I first tried to load Mission Planner on a laptop that still runs XP, but had no luck there. I use that laptop for running field programs, like my OBD2 automotive diagnostic programs. I installed net framework 4.0 on it, per the Mission Planner install instructions, rebooted....and it still says I do not have net framework 4.0. Oh well. I was hoping to use that laptop to receive the GPS data at the launch site. Next I'll attempt putting that on my Windows 10 laptop, that I would rather have stay away from field operations.

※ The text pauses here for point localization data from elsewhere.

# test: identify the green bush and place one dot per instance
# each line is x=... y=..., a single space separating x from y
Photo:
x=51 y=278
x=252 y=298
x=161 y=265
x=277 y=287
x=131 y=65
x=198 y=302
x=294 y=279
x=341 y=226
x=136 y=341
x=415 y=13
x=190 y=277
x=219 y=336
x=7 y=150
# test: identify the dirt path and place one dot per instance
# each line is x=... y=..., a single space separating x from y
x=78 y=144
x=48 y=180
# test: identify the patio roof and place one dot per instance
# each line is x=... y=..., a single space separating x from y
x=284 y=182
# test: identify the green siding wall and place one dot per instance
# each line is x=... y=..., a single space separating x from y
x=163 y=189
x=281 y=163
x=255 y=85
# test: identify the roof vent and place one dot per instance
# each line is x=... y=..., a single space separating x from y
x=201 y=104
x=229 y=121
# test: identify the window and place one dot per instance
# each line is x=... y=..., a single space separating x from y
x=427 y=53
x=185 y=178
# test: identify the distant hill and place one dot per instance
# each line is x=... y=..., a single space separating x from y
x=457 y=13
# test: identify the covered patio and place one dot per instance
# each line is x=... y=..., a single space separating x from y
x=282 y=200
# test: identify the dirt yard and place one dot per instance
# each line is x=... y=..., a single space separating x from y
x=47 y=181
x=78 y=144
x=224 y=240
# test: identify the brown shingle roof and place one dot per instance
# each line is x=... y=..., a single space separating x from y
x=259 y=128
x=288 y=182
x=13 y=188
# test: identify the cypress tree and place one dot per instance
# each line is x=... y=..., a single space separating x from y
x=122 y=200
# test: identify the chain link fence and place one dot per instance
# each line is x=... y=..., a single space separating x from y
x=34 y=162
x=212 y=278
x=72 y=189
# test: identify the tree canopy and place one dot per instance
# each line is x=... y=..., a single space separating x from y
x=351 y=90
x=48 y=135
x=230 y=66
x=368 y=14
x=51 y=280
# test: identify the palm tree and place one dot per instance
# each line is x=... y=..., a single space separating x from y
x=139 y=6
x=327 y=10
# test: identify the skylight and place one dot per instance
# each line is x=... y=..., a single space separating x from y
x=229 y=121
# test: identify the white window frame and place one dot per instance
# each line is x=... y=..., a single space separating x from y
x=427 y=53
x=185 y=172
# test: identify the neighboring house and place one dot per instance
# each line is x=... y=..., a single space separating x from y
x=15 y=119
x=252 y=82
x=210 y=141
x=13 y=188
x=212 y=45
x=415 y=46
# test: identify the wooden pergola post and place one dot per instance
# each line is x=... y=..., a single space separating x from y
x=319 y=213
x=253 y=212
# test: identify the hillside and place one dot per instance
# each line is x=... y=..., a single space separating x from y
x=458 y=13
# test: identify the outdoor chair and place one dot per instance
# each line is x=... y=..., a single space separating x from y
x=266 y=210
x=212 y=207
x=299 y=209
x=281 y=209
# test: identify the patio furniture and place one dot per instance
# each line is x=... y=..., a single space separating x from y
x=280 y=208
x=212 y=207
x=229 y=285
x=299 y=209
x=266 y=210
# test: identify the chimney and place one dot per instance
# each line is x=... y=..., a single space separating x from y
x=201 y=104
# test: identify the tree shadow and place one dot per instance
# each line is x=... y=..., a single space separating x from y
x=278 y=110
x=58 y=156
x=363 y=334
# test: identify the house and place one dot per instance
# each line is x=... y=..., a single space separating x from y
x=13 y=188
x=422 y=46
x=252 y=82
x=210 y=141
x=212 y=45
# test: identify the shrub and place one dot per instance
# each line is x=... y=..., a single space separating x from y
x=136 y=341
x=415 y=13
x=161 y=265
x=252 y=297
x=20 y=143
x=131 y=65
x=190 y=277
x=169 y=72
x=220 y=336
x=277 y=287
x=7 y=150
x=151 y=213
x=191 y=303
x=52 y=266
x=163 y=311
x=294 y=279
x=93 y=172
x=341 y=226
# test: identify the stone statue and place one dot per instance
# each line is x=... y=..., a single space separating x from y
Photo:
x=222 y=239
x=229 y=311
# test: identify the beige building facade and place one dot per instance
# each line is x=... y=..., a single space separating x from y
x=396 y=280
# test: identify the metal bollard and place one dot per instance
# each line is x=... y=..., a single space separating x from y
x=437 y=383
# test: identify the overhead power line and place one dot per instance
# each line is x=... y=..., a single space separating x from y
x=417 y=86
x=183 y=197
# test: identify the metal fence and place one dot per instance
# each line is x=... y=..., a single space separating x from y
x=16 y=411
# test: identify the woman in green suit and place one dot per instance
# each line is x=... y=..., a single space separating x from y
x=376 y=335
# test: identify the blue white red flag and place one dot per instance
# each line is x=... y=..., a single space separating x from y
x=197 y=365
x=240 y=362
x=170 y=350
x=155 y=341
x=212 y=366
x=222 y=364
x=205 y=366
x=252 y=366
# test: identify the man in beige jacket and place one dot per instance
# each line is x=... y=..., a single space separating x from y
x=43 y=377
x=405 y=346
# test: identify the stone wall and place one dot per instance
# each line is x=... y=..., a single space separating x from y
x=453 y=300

Anyway, GPS still has not arrived, but I wanted to make sure the radios were operational first. I ended up installing Mission Planner on a Windows 7 desktop, and got it to run after another net framework update. I got this screen from Mission Planner after loading the settings, so I am guessing this means all is copacetic.
View attachment 325187

I take it one plugs the flight module into the computer using a micro USB cable? One good for data and plug in the receiver via USB socket? Kurt
 
There was no provision for the flight module for a USB. I deduce that the flight module is programmed via radio link when the ground module is plugged in to the computer running Mission Planner.

I hooked up +V and Ground to the LiPo battery (1s 500mAh) to the air module, and that was all. The green LED on the air module will light up. Then I plugged in the ground module to the computer, and its green LED comes on. If one module is powered, and the other is not, then the green LED will start flashing on the powered one.

I found using device driver which com port had been assigned to the ground module. It was fairly easy to find that. Then, in Mission Planner, I went to the Initial Setup screen, and click on "Optional Hardware". In this list was "Sik Radio". In the upper right hand corner of the screen is the com port and baud rate drop down menus. When I first started, it was com 7, and baud was 57600. The instructions said to NOT hit connect at this point. I hit "Load Settings", and after about 15 seconds the blanks in the form filled in with both the ground and air module settings from the factory.

edit to add: Per the OP, I always made sure antennas were securely attached before any power was applied. OP alluded to this letting out "magic smoke" if they were not on.

The main thing to change is baud rate, both air and ground to 9600.

I went back and changed the baud rate on the com port 7 in device driver to 9600. Then you should be ready for the GPS module when it arrives.
 
I hooked up +V and Ground to the LiPo battery (1s 500mAh) to the air module, and that was all.

So even though the air module says "5V" it can run just as well on less than 5? (1S Lipo).
 
The radio module in these boards can run on 2.4-3.6v the have a LDO regulator onboard to regulate the 5v down to 3.3.
They seem to run fine across the full voltage range that a 1s lipo provides .
If anyone has any data on if differing voltages affect range it could be interesting.